Mo clapped him on the shoulder. "Hey, Terry, you've been a lot of help. Do me a favor, will you? Don't mention to your friends that I asked you about Highwood. Okay? Let's try to keep the rumors down about this."

"Yeah," Terry said noncommittally.

Driving back to the office, Mo felt a little guilty about being so rough on the kid. Maybe there'd been another way to get him to open up, but Mo had gotten frustrated with his sullen, guarded face and posture of resentment. As he was leaving the school, he'd been relieved to see Terry talking with a very pretty girl, showing her what Mo guessed was the card he'd given him. Why are girls that age so lovely, Mo wondered, when the boys are such geeks? How do the girls manage to fall for the graceless, pretentious, self-conscious little pricks? A miracle of nature.
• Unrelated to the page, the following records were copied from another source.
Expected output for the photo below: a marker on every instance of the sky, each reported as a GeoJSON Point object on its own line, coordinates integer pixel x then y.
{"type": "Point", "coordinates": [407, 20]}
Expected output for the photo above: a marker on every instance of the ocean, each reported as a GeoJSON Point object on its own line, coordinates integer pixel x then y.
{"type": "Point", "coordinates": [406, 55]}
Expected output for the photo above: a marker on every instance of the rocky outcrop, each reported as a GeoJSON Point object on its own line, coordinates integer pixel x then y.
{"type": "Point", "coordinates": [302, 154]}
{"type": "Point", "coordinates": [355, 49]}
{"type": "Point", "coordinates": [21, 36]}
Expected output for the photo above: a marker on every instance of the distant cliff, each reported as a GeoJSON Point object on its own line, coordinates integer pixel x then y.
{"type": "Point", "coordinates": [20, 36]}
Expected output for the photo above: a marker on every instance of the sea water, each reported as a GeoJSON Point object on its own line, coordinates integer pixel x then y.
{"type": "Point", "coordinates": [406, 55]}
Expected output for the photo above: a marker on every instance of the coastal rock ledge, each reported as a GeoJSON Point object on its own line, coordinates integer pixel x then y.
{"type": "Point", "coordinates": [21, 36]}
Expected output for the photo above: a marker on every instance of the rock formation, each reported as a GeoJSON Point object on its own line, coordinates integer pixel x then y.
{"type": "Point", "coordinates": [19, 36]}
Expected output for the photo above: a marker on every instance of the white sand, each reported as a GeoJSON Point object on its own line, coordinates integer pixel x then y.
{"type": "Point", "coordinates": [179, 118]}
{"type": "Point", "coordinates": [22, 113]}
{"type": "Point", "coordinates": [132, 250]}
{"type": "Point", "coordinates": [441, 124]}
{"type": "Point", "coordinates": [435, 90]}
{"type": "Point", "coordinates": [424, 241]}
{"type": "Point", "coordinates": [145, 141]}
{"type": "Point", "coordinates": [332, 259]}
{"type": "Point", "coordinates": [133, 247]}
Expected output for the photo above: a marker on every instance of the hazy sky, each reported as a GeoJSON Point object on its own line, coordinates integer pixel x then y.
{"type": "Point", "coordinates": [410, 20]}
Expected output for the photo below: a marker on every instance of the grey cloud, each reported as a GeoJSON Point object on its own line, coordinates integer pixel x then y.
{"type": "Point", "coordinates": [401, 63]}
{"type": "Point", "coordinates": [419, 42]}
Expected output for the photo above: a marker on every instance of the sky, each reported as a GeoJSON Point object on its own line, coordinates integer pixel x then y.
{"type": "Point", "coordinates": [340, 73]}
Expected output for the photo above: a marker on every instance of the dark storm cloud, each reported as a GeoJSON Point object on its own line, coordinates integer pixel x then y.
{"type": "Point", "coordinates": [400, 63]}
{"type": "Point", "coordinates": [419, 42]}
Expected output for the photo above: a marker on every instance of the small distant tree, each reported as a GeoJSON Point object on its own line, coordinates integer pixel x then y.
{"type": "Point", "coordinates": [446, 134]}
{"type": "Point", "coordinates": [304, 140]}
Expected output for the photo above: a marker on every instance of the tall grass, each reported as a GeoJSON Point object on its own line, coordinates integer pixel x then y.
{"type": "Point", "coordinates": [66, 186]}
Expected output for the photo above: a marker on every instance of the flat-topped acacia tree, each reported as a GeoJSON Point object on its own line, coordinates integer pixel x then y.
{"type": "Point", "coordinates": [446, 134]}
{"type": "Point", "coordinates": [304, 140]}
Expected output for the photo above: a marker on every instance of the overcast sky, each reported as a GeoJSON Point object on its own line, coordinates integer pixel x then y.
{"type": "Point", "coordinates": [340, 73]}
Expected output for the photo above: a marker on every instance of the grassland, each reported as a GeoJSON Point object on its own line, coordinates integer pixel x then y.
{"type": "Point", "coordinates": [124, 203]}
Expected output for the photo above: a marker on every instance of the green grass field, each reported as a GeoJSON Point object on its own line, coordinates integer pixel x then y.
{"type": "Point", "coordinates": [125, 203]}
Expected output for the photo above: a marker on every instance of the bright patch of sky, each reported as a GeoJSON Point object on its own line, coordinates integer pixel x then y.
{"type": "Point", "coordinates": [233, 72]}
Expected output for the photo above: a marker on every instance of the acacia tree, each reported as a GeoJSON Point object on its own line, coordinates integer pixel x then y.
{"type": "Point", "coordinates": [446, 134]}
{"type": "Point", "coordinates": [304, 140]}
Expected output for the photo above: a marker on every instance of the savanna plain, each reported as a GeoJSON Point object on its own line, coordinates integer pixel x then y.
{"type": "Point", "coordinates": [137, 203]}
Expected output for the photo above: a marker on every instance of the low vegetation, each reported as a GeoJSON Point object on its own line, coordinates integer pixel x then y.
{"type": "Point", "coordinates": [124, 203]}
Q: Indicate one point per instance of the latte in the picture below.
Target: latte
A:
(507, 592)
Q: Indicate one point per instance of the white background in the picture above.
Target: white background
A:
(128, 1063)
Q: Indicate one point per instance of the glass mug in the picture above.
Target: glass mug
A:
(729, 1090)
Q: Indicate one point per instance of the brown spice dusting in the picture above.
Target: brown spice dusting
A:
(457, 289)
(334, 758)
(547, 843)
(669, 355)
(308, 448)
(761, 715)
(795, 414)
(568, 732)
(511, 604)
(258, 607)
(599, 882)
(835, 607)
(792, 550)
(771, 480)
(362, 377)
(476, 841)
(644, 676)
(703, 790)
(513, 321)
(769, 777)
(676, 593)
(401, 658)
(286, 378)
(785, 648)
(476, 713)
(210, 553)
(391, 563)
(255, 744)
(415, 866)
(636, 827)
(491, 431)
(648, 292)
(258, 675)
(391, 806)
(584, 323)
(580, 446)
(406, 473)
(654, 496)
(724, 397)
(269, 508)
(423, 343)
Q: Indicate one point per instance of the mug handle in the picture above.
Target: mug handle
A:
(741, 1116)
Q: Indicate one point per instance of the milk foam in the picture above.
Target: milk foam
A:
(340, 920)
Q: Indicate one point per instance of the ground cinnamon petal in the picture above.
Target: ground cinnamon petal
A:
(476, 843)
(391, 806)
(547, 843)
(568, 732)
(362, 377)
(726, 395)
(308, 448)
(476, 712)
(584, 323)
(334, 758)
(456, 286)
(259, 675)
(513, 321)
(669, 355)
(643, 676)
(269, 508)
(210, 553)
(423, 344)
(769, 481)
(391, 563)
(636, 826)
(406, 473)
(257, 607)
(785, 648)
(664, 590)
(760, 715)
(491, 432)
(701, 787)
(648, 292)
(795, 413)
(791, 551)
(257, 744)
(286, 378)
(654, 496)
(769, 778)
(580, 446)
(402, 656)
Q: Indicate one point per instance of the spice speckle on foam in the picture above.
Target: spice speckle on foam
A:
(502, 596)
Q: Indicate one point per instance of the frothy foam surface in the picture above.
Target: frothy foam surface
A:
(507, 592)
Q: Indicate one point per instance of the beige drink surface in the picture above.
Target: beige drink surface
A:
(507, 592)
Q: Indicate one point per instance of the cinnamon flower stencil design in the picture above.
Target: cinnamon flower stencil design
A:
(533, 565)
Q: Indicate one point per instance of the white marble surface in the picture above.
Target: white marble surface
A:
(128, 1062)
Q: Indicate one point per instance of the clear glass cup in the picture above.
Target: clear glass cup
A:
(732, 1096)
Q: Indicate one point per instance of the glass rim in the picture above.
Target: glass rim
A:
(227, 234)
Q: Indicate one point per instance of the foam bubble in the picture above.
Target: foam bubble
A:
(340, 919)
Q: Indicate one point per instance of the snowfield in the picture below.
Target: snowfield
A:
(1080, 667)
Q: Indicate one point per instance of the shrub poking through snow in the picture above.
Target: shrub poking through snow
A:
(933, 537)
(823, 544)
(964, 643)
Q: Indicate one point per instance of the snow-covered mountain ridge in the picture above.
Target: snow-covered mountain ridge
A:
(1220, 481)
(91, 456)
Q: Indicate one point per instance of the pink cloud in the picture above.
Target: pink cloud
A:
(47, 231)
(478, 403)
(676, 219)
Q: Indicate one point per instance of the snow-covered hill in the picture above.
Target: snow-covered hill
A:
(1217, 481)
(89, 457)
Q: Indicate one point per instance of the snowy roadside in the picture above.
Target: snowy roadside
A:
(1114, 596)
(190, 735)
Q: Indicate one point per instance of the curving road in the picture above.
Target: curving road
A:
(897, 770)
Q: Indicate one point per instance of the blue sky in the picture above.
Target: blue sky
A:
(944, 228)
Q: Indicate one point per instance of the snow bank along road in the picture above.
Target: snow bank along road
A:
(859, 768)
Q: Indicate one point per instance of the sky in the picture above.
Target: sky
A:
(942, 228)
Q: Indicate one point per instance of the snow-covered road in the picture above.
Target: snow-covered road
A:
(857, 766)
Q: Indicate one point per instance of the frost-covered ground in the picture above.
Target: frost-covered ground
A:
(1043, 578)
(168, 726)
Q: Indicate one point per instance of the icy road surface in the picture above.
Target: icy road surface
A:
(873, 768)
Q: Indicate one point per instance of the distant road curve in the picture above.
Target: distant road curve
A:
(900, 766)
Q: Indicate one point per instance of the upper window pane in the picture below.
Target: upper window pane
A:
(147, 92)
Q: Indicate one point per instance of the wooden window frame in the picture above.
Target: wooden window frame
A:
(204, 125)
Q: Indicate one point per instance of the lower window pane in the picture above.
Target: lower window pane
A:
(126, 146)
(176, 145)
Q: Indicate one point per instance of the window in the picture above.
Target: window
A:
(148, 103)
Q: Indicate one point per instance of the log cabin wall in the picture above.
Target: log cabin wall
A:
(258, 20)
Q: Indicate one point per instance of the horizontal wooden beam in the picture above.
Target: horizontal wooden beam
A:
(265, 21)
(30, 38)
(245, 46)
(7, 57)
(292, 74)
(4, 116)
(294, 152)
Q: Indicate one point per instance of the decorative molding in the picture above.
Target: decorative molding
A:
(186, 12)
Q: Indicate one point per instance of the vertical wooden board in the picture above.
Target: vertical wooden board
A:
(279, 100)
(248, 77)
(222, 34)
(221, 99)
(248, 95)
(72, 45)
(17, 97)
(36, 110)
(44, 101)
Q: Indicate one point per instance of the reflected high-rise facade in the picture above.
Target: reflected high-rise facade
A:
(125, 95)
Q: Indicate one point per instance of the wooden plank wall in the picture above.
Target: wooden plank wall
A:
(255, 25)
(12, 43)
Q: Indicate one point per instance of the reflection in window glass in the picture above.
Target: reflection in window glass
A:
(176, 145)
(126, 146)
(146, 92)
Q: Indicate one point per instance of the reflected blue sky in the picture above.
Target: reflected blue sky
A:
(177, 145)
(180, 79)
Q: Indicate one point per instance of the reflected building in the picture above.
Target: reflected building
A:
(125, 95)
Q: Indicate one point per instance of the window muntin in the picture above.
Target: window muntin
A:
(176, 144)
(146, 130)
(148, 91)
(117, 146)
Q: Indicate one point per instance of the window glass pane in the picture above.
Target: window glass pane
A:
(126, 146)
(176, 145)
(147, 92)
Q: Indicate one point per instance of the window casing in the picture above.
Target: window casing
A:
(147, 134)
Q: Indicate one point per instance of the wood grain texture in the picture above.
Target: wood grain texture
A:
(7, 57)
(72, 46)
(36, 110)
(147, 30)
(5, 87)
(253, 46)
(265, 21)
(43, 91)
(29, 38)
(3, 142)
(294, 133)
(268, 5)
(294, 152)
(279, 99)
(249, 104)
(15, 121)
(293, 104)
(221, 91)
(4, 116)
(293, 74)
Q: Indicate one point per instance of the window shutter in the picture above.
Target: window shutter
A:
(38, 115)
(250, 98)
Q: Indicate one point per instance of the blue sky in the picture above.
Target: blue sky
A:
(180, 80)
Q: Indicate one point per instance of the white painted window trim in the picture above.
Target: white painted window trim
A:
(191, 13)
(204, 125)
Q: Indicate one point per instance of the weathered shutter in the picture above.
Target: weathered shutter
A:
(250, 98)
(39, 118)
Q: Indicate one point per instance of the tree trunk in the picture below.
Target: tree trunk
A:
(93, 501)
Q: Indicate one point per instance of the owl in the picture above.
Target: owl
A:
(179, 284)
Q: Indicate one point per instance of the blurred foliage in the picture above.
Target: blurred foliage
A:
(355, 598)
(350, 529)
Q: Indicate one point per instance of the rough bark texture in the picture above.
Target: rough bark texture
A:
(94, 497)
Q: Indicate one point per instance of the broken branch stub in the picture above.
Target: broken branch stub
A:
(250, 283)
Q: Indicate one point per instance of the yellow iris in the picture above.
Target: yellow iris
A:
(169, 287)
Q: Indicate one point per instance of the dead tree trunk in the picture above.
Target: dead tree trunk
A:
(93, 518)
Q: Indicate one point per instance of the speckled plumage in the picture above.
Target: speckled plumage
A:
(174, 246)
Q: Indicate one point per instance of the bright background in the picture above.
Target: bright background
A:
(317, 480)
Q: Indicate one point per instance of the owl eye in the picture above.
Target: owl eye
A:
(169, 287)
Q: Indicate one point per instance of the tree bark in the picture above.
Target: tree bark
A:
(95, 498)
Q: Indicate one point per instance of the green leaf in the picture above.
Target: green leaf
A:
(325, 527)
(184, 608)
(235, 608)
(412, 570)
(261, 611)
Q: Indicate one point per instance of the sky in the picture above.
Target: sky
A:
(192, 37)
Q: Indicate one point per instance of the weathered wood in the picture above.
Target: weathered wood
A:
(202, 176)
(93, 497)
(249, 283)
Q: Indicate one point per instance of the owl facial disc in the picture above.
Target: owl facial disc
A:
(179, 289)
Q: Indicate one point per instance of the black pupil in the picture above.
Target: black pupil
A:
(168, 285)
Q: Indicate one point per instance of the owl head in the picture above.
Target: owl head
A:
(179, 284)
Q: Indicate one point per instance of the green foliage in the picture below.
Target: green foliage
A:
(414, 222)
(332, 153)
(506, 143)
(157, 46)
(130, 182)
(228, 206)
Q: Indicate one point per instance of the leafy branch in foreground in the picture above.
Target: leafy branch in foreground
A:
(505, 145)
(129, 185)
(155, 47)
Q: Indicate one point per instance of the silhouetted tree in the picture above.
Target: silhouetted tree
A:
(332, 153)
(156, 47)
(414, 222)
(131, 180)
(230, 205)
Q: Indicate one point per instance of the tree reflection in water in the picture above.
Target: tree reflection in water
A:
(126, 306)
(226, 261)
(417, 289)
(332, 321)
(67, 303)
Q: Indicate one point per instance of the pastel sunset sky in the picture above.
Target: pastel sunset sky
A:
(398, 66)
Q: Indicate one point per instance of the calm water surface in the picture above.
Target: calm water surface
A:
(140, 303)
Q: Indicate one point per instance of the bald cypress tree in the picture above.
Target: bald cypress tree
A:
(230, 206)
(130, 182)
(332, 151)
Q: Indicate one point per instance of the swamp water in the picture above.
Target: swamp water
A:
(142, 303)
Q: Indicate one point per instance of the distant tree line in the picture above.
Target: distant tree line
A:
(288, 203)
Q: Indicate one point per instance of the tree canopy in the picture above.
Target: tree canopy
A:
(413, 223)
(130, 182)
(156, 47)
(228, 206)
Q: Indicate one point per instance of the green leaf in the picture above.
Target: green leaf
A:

Hunger was beginning to gnaw at his stomach, but he felt good. Here was another possible link to Highwood, another line converging on the southeast end of the Lewisboro Reservoir. Mo could intuitively tell it was a live lead. Should he talk this over with Barrett? No. It would be better not to push his luck with him until he had something more substantial.

One thing was clear, though—it was time to pay a call to Highwood. An off-the-record visit. Miller had said somebody was fixing the place up—the owner's nephew. Maybe he'd be willing to talk to Mo, let him look around the place. It was worth a try.